On Friday, many large block trades were linked to an investment fund, Archegos Capital. Investors said these block trades caused big declines in the stocks of a clutch of companies. This raised worries about volatility in this week’s stock trading.
On Friday, billions of dollars worth of share sales kept Wall Street busy. A fire sale from Archegos Capital, a private investment firm, had traders calculating how much more it had to offload.
The fund was hit hard after shares of the U.S. media group ViacomCBS dropped on Tuesday and Wednesday. Archegos had large exposures to this group, as well as with several Chinese tech stocks.
ViacomCBS and Discovery shares declined by around 27% each on Friday. Investors and analysts cited the two firms’ shares being put in the market that day.
Their shares likely exacerbated the decline in those stocks. Additionally, Wells Fargo also downgraded Viacom on Friday.
Moreover, U.S.-listed shares of China-based Baidu and Tencent Music fell as much as 33.5% and 48.5%, respectively, during the week. That was specifically from Tuesday’s closing levels.
The slump prompted a margin call from one of Archegos’ prime brokers. Thus, the move triggered similar demands for cash from other banks.
Buyers of the large stock blocks received information that a forced deleveraging by a fund prompted the share sales. Notably, the block trades had an association with Archegos sales of holdings. This was according to a source familiar with the situation, confirming reports elsewhere.
The Selling Pressure
According to reports on Saturday, the selling pressure was due to the liquidation of positions at Archegos Capital Management. Bill Hwang founded a family office as well as Hong Kong-based fund, Tiger Asia.
Tiger Asia is a fund that sought to profit on bets on Asia’s securities. Huwang is a “Tiger cub” alumnus of Julian Robertson’s Tiger Management.
Last week’s wild moves were likely to make investors warier, some market participants said. Others said potential unwinds would only have a limited effect on broader markets.

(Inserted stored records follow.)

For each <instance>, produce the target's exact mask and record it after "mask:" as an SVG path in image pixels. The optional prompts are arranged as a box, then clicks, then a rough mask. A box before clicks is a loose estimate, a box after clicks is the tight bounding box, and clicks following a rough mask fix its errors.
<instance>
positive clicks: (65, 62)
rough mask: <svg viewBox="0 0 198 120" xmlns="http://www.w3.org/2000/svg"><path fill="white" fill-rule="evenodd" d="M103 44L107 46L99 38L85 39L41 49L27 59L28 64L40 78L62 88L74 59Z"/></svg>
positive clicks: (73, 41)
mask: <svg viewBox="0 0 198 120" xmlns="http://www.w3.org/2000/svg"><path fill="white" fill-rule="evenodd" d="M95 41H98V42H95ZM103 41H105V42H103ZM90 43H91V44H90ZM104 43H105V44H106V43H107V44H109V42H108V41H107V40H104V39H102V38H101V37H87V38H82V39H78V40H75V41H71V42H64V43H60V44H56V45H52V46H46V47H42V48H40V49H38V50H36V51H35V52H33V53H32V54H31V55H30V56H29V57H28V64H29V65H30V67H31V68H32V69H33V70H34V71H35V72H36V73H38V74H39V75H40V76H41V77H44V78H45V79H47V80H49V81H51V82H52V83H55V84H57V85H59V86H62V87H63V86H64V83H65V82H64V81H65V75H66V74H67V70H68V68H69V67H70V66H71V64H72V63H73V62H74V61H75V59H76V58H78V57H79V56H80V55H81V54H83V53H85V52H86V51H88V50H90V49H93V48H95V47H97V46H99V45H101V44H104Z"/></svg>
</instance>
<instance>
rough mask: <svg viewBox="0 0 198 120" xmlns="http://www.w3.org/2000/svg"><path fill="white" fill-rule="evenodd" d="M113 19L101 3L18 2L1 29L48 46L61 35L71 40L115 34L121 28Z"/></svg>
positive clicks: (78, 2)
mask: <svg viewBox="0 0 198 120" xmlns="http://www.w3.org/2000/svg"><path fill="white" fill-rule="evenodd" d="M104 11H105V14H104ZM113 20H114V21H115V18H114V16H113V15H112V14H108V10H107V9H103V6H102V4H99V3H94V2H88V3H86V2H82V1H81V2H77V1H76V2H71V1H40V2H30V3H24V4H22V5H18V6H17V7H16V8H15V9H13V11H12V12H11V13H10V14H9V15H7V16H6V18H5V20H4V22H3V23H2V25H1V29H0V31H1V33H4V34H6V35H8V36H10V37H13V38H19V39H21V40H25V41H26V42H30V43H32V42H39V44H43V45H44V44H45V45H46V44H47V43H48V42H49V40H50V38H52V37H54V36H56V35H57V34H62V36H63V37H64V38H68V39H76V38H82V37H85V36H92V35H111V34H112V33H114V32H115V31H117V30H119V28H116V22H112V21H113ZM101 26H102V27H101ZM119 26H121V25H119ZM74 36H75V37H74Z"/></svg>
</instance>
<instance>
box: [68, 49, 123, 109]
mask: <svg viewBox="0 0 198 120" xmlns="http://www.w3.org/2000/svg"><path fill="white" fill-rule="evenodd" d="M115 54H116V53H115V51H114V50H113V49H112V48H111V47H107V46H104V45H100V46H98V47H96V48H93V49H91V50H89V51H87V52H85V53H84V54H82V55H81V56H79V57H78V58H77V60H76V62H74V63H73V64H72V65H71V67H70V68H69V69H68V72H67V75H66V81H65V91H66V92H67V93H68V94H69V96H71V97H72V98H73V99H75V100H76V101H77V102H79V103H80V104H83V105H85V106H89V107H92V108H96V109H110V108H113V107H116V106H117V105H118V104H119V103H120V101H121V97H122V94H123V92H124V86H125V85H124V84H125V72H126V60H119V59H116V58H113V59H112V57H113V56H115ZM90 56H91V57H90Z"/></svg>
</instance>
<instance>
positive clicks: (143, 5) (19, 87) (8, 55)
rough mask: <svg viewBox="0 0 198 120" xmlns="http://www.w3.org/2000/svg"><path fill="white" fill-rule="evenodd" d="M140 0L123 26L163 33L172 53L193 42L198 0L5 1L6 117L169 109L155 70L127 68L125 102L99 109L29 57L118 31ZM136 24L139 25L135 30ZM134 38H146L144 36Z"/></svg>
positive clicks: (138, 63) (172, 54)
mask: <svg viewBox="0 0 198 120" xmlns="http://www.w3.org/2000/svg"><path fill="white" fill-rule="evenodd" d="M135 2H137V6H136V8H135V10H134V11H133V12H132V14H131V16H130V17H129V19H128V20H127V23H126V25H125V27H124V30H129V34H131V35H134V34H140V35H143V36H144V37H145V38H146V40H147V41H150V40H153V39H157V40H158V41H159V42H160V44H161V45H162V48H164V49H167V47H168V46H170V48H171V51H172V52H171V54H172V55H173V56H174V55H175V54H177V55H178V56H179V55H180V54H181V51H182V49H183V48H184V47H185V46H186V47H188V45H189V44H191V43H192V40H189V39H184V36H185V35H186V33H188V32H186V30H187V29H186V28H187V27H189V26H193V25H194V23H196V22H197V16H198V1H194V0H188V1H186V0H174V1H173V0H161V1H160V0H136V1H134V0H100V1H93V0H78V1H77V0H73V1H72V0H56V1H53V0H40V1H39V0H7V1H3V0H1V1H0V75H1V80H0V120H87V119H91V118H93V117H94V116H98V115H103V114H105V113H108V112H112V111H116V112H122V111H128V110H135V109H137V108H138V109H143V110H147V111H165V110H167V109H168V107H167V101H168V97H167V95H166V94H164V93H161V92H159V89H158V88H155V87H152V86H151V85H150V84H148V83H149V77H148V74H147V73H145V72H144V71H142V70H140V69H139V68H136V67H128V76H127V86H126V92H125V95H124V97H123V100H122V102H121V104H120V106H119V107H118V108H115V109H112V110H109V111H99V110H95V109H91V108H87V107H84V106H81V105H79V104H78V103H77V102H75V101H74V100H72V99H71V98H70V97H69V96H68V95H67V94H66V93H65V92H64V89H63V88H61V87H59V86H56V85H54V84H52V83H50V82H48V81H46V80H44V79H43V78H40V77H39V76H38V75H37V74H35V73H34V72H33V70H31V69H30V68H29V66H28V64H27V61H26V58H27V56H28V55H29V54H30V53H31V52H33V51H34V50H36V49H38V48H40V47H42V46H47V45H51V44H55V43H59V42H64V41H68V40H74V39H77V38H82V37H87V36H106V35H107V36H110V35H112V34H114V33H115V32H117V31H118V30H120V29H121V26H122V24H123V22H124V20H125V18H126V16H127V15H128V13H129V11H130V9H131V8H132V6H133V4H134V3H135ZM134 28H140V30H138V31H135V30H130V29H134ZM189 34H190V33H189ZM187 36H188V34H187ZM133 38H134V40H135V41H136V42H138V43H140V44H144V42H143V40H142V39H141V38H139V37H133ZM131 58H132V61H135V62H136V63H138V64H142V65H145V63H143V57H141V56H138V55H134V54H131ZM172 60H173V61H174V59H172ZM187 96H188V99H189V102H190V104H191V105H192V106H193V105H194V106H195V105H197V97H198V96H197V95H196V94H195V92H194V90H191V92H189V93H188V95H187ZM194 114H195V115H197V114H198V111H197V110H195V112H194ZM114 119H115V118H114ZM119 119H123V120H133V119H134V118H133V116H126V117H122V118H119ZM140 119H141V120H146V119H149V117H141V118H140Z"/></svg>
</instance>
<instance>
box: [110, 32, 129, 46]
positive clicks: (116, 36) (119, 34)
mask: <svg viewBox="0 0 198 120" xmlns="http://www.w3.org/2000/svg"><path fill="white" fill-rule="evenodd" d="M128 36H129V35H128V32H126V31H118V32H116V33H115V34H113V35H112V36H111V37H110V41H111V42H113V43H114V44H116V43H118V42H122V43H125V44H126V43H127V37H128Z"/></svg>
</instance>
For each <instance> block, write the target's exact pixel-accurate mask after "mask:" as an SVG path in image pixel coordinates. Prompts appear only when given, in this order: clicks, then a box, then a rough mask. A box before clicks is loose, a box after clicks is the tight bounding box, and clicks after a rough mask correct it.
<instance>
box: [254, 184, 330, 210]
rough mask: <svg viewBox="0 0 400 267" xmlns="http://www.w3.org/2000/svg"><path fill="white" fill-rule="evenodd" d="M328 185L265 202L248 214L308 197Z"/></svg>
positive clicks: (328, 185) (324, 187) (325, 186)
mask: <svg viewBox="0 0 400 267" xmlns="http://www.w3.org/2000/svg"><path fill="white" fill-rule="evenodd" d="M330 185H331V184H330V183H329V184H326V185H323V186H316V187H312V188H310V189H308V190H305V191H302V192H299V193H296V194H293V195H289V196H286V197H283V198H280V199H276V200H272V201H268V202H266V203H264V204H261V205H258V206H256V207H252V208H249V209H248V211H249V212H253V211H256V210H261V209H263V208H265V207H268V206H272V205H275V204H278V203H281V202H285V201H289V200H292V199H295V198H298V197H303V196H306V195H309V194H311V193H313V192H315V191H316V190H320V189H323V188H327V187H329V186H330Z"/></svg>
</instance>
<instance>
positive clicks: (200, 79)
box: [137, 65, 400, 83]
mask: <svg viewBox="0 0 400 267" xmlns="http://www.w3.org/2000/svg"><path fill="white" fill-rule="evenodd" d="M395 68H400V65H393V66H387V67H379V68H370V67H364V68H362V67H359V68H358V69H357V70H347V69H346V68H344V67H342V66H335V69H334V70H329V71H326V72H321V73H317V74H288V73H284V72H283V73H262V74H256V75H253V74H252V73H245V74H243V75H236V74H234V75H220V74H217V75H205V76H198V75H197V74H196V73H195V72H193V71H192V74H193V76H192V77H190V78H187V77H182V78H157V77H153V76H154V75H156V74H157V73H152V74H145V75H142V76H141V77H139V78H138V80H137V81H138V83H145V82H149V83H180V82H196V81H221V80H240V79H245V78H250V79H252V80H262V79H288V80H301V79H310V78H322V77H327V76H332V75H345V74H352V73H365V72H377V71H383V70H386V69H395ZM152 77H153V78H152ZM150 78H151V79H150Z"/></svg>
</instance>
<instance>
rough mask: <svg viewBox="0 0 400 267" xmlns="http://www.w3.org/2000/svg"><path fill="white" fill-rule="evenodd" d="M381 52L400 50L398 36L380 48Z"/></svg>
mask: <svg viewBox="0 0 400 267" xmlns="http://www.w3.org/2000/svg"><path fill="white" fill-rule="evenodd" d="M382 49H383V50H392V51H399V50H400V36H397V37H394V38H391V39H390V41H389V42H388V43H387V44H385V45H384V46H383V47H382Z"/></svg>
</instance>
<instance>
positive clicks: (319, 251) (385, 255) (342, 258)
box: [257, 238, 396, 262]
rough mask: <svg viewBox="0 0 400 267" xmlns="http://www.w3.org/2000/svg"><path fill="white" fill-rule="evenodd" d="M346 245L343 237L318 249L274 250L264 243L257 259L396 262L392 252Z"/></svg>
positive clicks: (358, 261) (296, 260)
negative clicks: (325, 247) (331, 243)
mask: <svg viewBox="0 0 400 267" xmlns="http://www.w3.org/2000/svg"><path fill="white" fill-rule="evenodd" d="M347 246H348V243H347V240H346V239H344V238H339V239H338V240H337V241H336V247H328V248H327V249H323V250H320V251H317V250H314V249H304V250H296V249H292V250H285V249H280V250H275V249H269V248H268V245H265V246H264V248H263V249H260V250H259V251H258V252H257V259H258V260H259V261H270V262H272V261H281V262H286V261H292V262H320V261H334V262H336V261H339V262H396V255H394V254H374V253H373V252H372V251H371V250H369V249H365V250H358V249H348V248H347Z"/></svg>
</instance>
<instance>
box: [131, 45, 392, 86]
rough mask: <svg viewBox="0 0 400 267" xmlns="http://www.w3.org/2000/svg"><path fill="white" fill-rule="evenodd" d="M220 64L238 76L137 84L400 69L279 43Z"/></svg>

The Nasdaq Composite and S&P 500 both surged over 1% on Friday. This was despite the sharp selloffs in Viacom and other stocks.
Goldman Sachs Group Inc, along with several banks, had involvement in the large block trades. This was according to a source familiar with the matter on Saturday.
Reports also said that Morgan Stanley sold $4billion worth of shares early on Friday, followed by another $4 billion in the afternoon.
Deutsche Bank had involvement with the block trades as well, according to sources. Reports on Saturday said Goldman liquidated more than $10 billion worth of stocks in the block trades.
An email to clients indicated that Goldman sold $6.6 billion worth of shares. Included were Baidu Inc, Tencent Music Entertainment Group, and Vipshop Holdings Ltd before the U.S. market opened on Friday.
Goldman then sold $3.9 billion worth of shares, according to the report. These shared inViacomCBS Inc, Discovery Inc, Farfetch Ltd, iQIYI Inc, and GSX Techedu Inc.